Technically it needs to be flawless. Also, it’s an immersive experience so you can’t pause for a snack or drink like you can when watching a film at home. Immersed in a dark space, in a room with strangers, you are a captive of the screen. This physical experience changes and informs the mood. There also is a possibility of exchange afterward. If you can have discussions about the film in a bar, there are these beautiful moments when people from all over the world share very similar or very different viewpoints, and it can be a very rich and eye-opening experience.
What has been a source of inspiration for you?
The Jonas Mekas Movie Journal really changed my perspective of what it means to run a cinema. It’s not just a business. It can be extremely creative. I was inspired that his writing from the ’50s and ’60s, and the way he set up the New York Anthology Film Archives, lacked any elitist attitude. He said a film must be flawed or imperfect for the spirit to remain intact. His ideas about film are truly democratic. And actually, the last event I did at Curzon before I left London was with Mekas, and he said he wanted to come to Berlin when I open my cinema.

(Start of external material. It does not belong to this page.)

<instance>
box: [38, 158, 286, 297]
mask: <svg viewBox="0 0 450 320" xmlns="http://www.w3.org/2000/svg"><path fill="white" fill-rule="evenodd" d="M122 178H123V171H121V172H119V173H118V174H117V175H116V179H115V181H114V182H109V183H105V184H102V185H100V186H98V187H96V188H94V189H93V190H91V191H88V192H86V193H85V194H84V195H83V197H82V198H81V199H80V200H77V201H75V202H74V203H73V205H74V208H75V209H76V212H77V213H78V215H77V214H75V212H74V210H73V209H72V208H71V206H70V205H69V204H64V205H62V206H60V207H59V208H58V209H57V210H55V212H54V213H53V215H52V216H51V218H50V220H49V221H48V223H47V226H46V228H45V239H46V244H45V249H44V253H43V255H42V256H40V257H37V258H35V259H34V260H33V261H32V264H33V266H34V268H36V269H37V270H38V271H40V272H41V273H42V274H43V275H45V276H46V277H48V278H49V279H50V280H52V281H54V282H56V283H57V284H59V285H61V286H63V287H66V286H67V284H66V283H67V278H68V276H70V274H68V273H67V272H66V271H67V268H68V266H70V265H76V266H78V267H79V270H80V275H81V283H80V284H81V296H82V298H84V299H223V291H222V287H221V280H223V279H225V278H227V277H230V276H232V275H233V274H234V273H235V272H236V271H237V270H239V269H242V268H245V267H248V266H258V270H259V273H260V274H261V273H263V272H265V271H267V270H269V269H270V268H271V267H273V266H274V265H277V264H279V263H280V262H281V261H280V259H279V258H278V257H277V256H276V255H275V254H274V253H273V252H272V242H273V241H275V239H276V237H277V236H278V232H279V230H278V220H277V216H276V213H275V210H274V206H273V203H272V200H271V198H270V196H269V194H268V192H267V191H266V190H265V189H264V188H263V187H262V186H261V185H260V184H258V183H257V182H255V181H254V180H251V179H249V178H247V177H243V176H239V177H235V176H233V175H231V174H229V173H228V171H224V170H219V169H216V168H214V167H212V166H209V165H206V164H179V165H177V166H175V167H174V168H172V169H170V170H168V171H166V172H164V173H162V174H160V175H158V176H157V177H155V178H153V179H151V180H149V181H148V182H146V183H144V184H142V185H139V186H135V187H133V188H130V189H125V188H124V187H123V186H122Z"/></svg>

How do you unwind or handle stress?
In the beginning, I once got up at 6am and went running, and it felt great. But I never did it again. I also tried autogenic training for a bit. All this stuff, in the end, is overrated. I just try to live a normal life. It’s artificial to trim yourself. What matters most to me is not neglecting the people closest to me.
Has giving up ever been a consideration?
I haven’t had a holiday in years. I’ve poured all my money into this. There were times when I thought I should let it go, but every time I have doubts, my boyfriend, family, and friends remind me that I cannot give up. I’ve been surrounded by people who have worked so loyally these past three years to make it happen. In a way, the goal isn’t just opening. Everything that’s happened along the way has already been so beautiful. Someone from Copenhagen heard about us, visited, and is now setting up a similar thing. I think Wolf has kicked off something, and whether it’s here or somewhere else, something has moved.